Charles Péguy, Oeuvres en prose, 1909-1914, Clio, Dialogue de l'Histoire et de l'âme païenne, édition établie et annotée par Marcel Péguy, NRF, Bibliothèque de la Pléiade.
"Mourir, dans Homère, c'est emplir sa destinée de mortel, ou c'est emplir la destinée d'un mortel. "Si tu meurs, dit Agamemnon à Ménélas (IV, 170) et que tu emplisse le destin de ta vie". Mourir, dans Homère, dans les tragiques, c'est accomplir le destin de sa vie. C'est en un certain sens et en somme un accomplissement, et le résultat en est tout de même une sorte de plénitude. C'est notamment de cet emplissement, de cet accomplissement, de cette plénitude que les dieux manquent.
Les dieux manquent de ce couronnement qu'est enfin la mort. Et de cette consécration. Ils manquent de cette consécration qu'est la misère. (Notamment la misère de l'hôte, la misère du suppliant, la misère de l'errant et de l'aveugle, la misère d'Homère, la misère d'Œdipe.) Ils manquent de cette consécration qu'est le risque.

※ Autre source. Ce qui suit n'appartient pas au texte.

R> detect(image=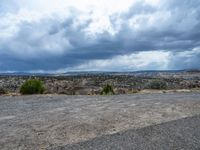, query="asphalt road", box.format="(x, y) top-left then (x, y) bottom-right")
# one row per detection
(0, 93), (200, 150)
(54, 115), (200, 150)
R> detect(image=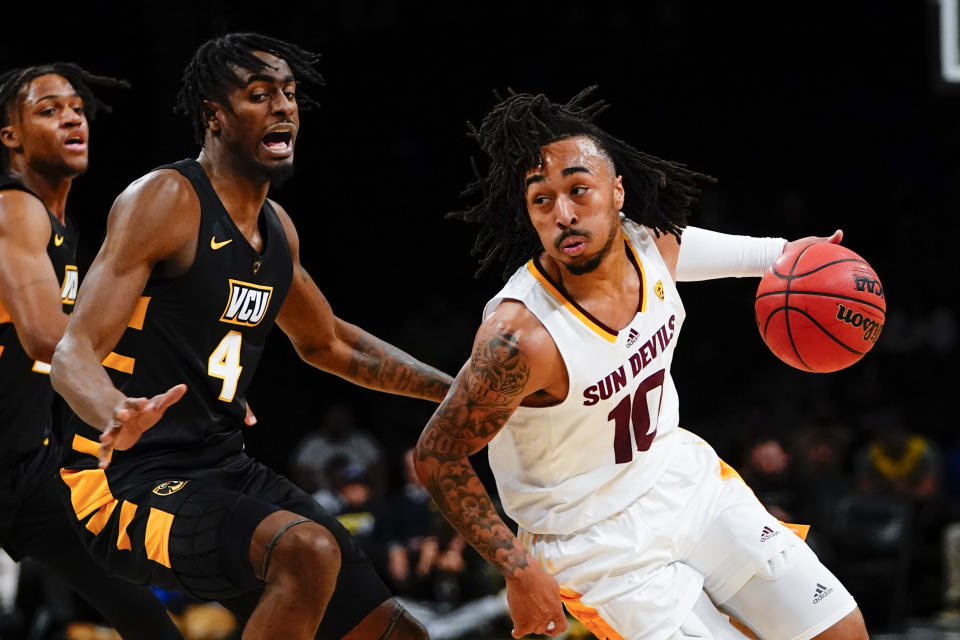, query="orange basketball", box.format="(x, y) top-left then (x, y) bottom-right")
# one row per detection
(754, 242), (887, 373)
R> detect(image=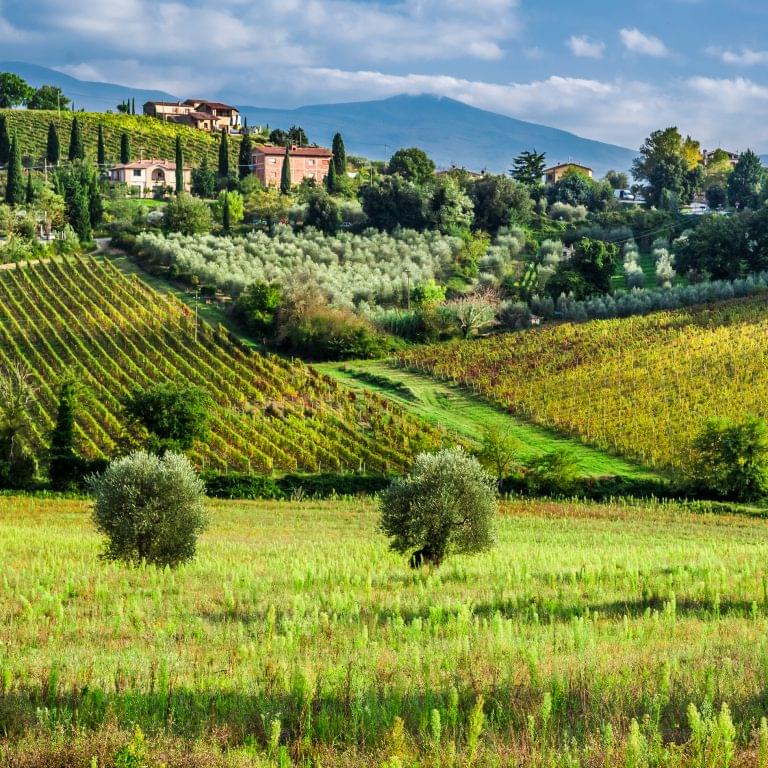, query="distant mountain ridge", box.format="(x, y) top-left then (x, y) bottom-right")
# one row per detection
(0, 62), (636, 177)
(241, 95), (637, 176)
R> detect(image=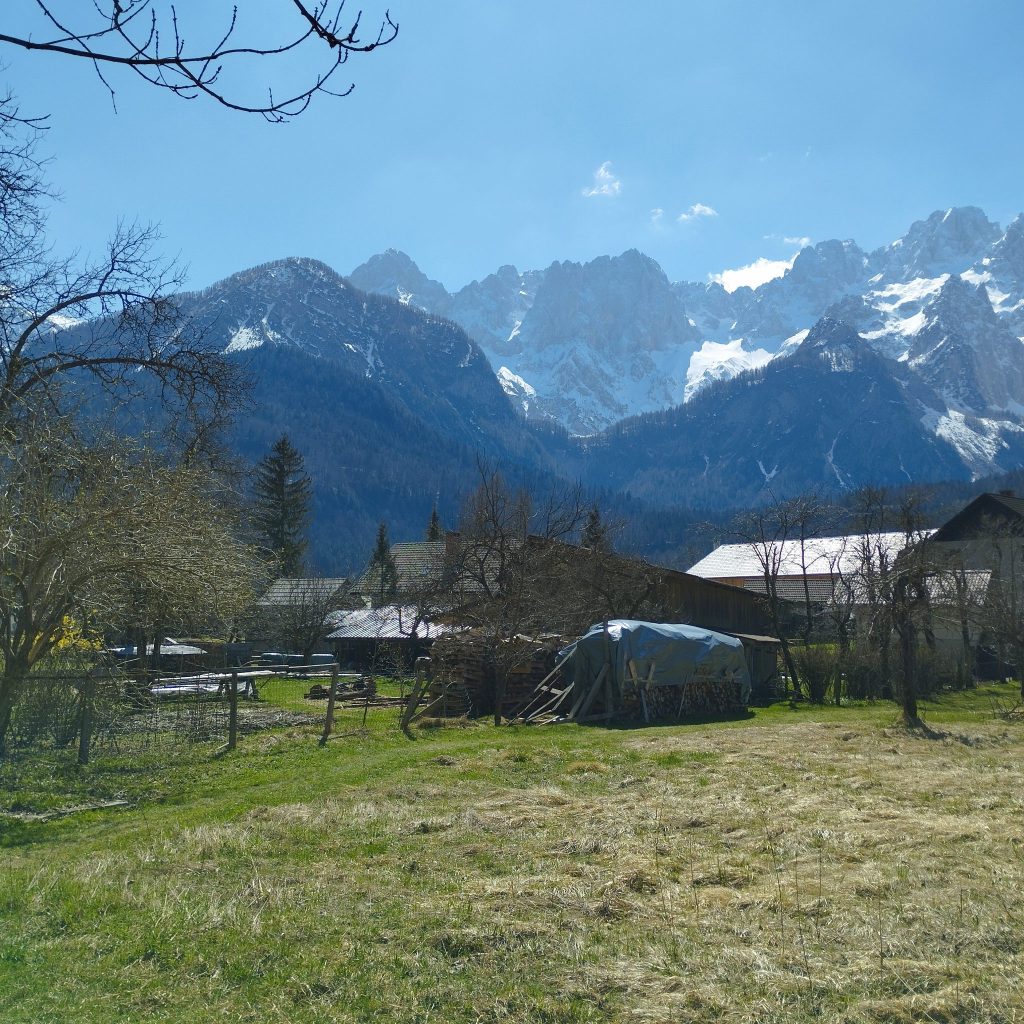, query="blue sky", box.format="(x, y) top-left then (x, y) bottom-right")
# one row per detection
(8, 0), (1024, 289)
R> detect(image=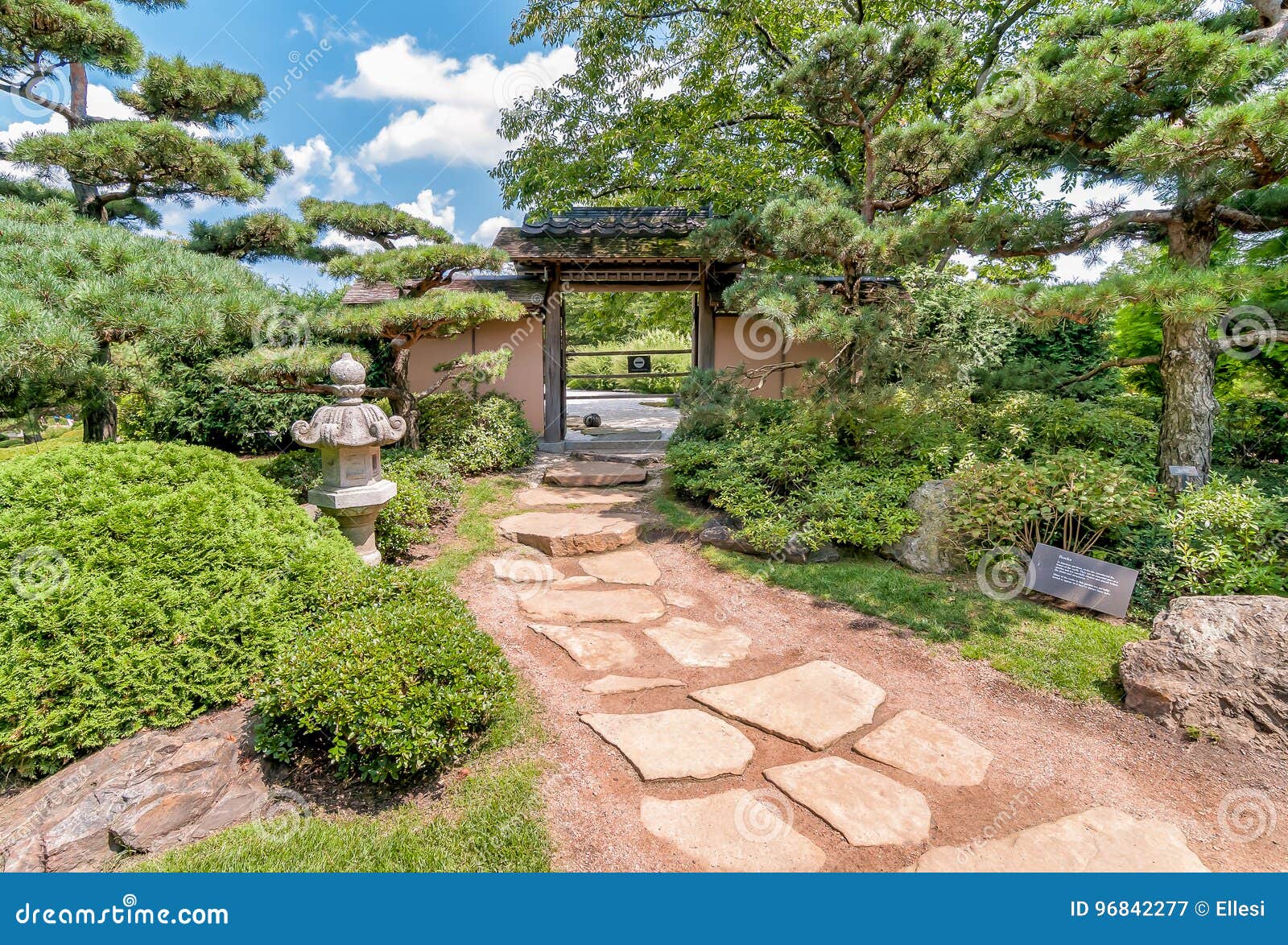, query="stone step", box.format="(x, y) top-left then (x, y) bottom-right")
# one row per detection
(497, 511), (640, 558)
(543, 461), (648, 487)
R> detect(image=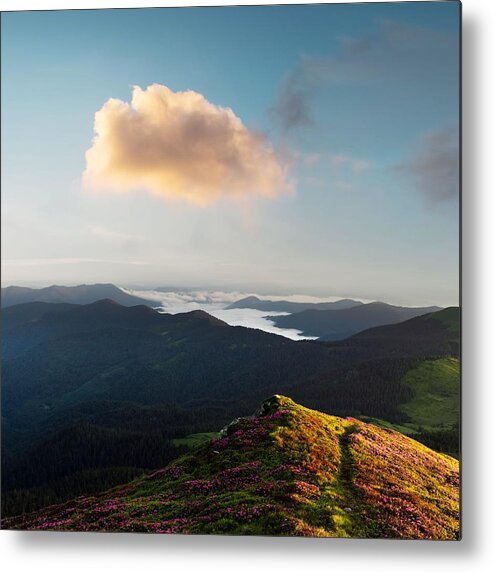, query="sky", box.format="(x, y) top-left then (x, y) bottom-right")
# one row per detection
(1, 2), (459, 306)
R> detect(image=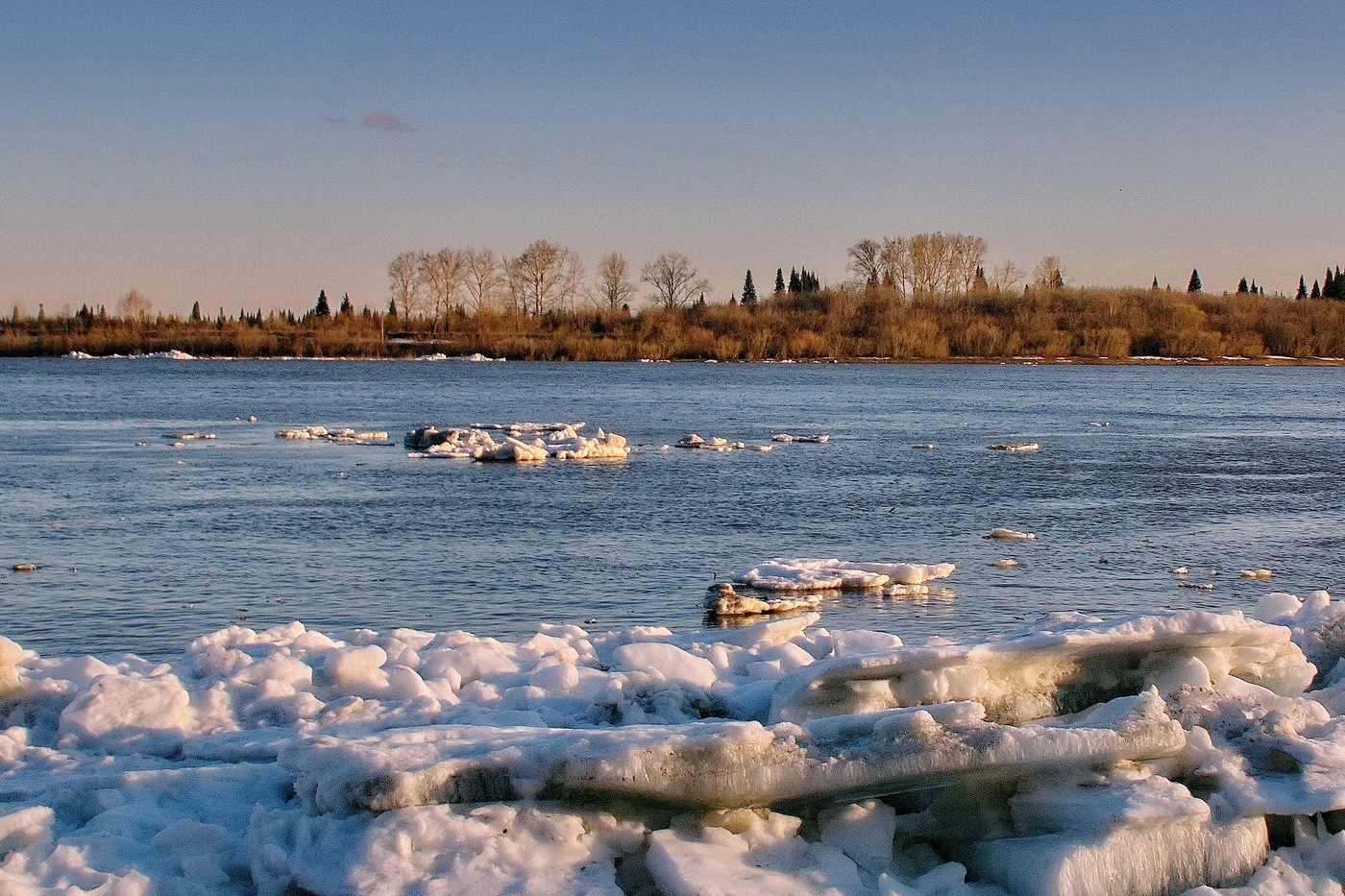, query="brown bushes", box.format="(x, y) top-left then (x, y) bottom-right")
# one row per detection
(8, 288), (1345, 360)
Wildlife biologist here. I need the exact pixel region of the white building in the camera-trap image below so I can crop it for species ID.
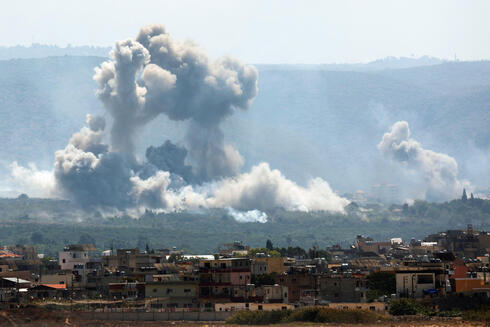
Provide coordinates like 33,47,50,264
59,244,95,270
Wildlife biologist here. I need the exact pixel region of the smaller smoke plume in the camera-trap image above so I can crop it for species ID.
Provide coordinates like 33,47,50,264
10,161,59,197
228,208,267,224
208,163,349,212
378,121,468,201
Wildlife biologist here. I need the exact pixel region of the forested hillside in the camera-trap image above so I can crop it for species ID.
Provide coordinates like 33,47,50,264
0,56,490,196
0,197,490,255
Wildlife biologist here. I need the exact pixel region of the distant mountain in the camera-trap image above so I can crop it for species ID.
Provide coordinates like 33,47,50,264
0,43,111,60
0,56,490,199
260,56,447,71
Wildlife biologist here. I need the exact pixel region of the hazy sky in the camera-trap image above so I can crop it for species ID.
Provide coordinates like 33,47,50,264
0,0,490,63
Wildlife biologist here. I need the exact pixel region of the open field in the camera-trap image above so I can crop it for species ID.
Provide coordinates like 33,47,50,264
0,309,486,327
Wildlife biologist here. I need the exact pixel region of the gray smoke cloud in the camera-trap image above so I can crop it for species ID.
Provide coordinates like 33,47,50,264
146,140,196,184
12,25,349,218
94,25,258,181
378,121,469,201
228,208,267,224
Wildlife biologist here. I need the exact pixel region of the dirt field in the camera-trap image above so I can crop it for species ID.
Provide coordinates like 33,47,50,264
0,309,486,327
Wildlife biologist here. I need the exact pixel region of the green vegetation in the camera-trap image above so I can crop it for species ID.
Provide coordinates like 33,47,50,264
226,307,386,325
226,310,290,325
0,198,490,259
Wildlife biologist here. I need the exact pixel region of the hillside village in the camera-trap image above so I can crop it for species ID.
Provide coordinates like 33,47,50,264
0,225,490,314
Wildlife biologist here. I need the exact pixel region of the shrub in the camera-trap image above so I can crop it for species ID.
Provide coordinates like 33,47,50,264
226,307,386,325
390,299,420,316
226,310,290,325
463,309,490,323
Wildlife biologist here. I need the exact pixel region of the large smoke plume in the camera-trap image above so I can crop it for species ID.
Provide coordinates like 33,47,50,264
8,25,348,222
378,121,469,201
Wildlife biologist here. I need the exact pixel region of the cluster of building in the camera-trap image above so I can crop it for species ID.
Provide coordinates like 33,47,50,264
0,226,490,312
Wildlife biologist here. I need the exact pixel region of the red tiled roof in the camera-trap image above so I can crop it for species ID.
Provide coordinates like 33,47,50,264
0,252,22,258
41,284,66,290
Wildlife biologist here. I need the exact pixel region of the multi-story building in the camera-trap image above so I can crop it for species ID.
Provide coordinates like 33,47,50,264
199,258,251,308
395,263,450,298
145,275,199,311
318,274,367,303
59,244,95,270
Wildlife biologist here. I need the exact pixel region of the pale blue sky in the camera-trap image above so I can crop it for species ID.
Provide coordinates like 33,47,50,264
0,0,490,63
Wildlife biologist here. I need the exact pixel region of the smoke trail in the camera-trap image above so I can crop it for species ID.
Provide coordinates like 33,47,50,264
378,121,469,201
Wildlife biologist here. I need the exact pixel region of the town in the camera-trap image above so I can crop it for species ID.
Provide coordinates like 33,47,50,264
0,225,490,317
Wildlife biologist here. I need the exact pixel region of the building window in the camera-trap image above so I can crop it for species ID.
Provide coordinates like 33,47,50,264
417,275,433,284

Car ils ne risquent même rien de tout cela. Ils sont assurés de ne pas risquer la mort, risquer la misère, risquer le risque même. Ils sont assurés de ne jamais pouvoir prétendre à cette triple grandeur.
Au fond, pour Homère, pour les tragiques, pour tout le monde antique ils ne sont pas finis. Ils manquent d'un emplissement, du seul accomplissement, de la seule plénitude. Ils ont un destin qui ne s'emplit pas.
En somme pour le monde antique, pour tout le monde antique et jusque dans Platon en un certain sens, et qu'ils se le soient avoués ou non, ou plus ou moins, les dieux ne sont pas pleins, et l'homme est plein."